私たちがよく見るニュース番組。朝・昼・夕方・夜とストレートニュースを流しているニュース番組は、報道局に配属されているテレビ局の社員である記者が、取材をしてネタを取ってきます。
記者クラブのメンバーになれるのは、テレビ局の社員である記者だけです。
ニュース番組の中でも内容を膨らませている特集は、テレビ局の社員の人と制作会社の人たちが一緒に作っているそうです。
そのようなニュース番組を現場では「ニュース」と呼び、それに対して報道番組や情報バラエティは「番組」と呼んで区別されているそうです。
制作会社の人は、ニュースの特集記事と番組を作ります。
Aさんが携わるのは「番組」で、制作会社に所属し配属先は局制作の番組で、局員と一緒にデスクを並べ、ほぼ対等に仕事をしていると言います。
しかしながら、システム上いくら努力をしても外注のスタッフは番組を仕切るようなトップのプロデューサーにはなれない。
しかも、40代後半になると、それまでどれだけ実績を積んだとしても、ギャラが高く自分より年上の人は使いにくいという理由で、仕事は減ってくるのが実情だとも言う。
テレビは華やかな世界だと思っていたけど、現実にエリートだと言われる局員はほんの一握りで、あとは激しい競争と厳しい雇用契約の上で働いている人たちというのが現実なのですね。

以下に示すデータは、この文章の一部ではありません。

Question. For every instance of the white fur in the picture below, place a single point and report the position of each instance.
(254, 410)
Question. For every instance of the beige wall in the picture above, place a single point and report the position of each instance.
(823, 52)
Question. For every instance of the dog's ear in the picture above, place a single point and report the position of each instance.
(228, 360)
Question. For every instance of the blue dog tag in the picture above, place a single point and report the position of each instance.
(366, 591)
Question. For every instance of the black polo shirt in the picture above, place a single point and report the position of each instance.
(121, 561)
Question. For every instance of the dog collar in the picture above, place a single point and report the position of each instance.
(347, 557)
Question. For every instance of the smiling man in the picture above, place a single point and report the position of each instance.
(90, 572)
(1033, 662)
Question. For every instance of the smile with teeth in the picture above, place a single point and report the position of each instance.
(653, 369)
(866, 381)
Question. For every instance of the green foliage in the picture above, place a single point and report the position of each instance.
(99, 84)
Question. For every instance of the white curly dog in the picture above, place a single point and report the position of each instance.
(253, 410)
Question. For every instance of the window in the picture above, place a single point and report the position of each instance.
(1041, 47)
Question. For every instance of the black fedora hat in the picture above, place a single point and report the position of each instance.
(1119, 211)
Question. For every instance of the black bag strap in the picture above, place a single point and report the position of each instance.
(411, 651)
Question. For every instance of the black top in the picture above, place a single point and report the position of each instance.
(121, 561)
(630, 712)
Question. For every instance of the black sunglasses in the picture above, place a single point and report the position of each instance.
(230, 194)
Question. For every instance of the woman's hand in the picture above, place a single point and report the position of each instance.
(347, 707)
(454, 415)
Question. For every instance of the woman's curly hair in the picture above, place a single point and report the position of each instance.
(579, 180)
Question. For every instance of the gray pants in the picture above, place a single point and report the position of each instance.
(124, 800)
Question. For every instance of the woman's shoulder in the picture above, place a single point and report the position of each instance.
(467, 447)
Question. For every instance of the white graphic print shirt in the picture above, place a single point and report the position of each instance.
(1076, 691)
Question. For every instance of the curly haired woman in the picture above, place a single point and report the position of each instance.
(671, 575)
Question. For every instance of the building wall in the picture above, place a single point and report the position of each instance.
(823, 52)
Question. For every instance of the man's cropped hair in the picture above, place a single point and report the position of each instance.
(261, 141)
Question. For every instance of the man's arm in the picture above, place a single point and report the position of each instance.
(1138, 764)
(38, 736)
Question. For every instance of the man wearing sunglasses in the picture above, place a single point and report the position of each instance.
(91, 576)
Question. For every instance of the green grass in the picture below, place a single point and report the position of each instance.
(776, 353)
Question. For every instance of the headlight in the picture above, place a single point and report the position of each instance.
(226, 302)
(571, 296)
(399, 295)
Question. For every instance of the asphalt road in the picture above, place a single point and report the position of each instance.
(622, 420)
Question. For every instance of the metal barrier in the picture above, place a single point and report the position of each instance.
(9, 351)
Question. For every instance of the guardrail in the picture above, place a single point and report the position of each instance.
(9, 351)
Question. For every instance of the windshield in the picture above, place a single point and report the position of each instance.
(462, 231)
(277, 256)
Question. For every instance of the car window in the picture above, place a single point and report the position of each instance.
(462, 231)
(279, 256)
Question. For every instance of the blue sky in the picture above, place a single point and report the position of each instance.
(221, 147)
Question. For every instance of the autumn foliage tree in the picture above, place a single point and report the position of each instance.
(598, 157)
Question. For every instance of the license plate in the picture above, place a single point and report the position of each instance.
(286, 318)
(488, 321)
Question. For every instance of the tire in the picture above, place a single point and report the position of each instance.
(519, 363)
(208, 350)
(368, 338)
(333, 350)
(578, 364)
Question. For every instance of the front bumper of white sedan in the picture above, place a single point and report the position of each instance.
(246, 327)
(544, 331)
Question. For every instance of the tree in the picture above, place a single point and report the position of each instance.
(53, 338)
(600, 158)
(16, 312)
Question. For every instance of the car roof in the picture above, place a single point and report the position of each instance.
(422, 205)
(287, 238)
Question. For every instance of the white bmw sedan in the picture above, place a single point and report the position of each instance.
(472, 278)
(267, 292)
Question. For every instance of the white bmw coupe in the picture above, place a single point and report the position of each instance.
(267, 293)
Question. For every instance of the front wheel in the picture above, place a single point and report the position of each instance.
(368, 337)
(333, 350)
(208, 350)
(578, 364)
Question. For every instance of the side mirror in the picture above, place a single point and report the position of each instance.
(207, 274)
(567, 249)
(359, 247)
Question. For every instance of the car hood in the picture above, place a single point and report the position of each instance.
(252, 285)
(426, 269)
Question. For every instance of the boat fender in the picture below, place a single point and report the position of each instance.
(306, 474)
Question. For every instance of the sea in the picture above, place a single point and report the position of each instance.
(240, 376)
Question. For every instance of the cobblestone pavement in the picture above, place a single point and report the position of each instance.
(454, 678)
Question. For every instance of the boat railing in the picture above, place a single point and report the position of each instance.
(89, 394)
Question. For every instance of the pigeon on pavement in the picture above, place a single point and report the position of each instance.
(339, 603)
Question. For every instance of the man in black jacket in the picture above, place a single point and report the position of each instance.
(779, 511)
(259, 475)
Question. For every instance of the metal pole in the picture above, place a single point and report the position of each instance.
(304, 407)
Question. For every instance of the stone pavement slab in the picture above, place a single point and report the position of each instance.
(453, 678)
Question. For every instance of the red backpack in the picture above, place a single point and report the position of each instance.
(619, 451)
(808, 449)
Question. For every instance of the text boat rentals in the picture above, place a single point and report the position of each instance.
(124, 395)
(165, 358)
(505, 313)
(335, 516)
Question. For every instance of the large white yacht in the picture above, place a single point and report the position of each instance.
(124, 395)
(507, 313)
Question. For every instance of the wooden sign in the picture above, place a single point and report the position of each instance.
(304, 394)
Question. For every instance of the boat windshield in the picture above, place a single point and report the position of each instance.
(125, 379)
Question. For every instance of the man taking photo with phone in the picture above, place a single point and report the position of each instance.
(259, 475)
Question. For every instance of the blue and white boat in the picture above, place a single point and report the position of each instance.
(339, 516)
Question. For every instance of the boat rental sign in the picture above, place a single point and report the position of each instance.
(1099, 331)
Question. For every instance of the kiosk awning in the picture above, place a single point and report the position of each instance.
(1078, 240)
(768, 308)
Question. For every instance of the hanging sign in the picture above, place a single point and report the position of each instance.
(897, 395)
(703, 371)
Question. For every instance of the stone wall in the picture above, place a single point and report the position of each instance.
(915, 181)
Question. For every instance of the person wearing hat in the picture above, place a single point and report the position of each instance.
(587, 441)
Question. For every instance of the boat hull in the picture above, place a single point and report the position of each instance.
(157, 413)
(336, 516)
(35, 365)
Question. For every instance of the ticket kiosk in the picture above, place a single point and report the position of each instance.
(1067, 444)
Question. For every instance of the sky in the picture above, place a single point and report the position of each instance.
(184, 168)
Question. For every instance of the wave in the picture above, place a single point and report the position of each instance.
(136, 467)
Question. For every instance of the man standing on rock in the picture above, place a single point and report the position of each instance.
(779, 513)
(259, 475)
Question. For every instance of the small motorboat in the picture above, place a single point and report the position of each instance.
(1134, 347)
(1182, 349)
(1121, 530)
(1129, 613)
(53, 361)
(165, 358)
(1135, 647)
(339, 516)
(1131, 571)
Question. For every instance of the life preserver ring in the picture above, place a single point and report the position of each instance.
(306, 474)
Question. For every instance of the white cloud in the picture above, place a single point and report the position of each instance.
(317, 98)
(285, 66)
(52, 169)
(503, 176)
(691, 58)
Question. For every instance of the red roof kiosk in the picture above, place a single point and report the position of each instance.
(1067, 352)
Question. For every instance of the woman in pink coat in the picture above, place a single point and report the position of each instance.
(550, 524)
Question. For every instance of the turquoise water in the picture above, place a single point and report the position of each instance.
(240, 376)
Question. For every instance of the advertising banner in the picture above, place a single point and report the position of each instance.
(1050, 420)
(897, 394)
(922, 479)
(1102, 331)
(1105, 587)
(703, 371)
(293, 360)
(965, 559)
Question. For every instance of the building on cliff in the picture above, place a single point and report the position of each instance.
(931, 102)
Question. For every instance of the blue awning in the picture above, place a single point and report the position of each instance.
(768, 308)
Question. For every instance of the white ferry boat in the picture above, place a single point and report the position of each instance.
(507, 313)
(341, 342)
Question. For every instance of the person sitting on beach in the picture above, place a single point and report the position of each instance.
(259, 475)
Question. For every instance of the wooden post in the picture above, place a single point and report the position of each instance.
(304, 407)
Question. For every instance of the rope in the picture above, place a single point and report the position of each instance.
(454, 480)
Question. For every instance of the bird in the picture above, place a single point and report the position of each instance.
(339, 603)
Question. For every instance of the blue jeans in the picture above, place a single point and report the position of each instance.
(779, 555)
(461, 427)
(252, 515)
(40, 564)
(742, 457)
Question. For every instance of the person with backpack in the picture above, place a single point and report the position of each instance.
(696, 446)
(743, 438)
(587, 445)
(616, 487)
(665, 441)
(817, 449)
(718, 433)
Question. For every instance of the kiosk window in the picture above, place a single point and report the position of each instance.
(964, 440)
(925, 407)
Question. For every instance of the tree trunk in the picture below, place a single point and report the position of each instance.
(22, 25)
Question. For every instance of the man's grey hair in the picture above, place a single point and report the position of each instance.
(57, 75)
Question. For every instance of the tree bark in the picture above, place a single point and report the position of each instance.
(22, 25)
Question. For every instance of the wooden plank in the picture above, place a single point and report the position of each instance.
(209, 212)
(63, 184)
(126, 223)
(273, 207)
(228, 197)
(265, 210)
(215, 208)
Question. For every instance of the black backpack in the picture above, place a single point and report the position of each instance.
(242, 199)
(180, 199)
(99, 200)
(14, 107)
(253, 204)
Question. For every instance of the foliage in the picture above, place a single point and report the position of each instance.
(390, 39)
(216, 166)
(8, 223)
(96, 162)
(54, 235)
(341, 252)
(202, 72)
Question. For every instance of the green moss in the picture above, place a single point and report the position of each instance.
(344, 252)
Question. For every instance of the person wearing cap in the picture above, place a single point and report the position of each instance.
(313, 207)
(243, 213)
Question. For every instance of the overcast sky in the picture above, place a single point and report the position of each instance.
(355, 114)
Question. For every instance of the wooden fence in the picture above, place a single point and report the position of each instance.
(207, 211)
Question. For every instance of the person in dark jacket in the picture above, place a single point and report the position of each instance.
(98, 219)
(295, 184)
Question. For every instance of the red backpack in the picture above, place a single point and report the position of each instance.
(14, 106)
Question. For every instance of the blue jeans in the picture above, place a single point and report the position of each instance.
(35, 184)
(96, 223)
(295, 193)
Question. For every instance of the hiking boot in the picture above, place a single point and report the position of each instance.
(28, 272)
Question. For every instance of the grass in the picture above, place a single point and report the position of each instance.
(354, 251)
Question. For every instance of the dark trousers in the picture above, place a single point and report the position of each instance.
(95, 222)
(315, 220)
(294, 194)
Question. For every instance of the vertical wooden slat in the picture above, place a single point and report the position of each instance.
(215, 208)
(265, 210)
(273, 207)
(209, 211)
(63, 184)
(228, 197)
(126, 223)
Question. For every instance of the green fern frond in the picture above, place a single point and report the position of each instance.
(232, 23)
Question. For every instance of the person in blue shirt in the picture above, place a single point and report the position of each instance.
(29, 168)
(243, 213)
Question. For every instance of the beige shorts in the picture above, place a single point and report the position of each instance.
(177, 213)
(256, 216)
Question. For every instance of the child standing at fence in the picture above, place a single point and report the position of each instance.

出世も望めないし発言力も弱いと言えども、Aさんにはしっかりとしたプライドがあると感じます。
報道局で記者の経験をした人たちが番組に流れてくることもあり、Aさんは、元々番組で仕事をしている人たちと報道から流れてきた人たちとでは、仕事に対する意識の違いを感じると言います。
「最初から番組にいる人は、どう人に見せるかとか、どう噛み砕こうとかということに心を費やすけど、記者さんっていうのは、どう見せるかって言うよりはネタを取ることの方が重視でしょ。」

インタビュー後の雑談でも、政治やジャーナリズムの話で盛り上がるほど、Aさんの問題意識はかなり高いと感じますが、元々ジャーナリストになりたかったわけではないと言います。
「ニュース番組をやっている人全てが、本当に世の中が良くなるためにはこういうことをもっと追究しなきゃいけないと思ってるなんて思ったら、それは全然間違いで。
たまたま自分が今この番組にいて、このネタを与えられたから、これについてはちょっと調べてやろうと。
私も別にジャーナリストになりたいと思っていたわけではないし、たまたま流れでニュース番組をやる機会があったこともあって、政治をやりたいと思ってやってるんですけど。
流れに任せていたらそうなったという感じで、こんなことを言ったらちょっと回りの人に怒られるかもしれないけど、私はそんな中でもちゃんとニュースに興味を持っていると言うか、世の中こうなった方がいいと思ってやってる方だと思うわけですよ。
みんなじゃないけど、そうでない人は多いと思う」
またAさんは、こうも言っています。
「今ニュース番組をやっているADとかディレクターの人が、本当にニュースをやりたくてテレビの業界に入ったかどうかっていうのが、はっきりわかる人はあまりいない。
謙虚で言わないのかもしれないけど、本当にドキュメンタリがやりたいのか、それとも本当はバラエティがやりたいけど、会社に入ったらニュースへ行けって言われたからそういうところに行っているのか。ちょっとわからない。
ADなんかは、『僕はジャーナリスティックなことがやりたくて』っていう感じの子は少ない」

ねつ造・ヤラセの問題について考えた時、テレビでは記者以外の人も取材をしていて、バラエティ色の強い報道番組もある中、記者以外のスタッフの心にどれだけジャーナリストとしての意識が根付いているのだろうと考えます。
Aさんの話からも、実際に自分がジャーナリストだという意識を持って番組を作っている人は少ないように感じます。
「ねつ造・ヤラセに対する具体的な再発防止策は?」という質問に対して、ほとんどの社が「社員の心に働きかける研修を行います」と答えましたが、現実にはジャーナリスト意識を持っている人は少ない中で、研修は活きているのでしょうか。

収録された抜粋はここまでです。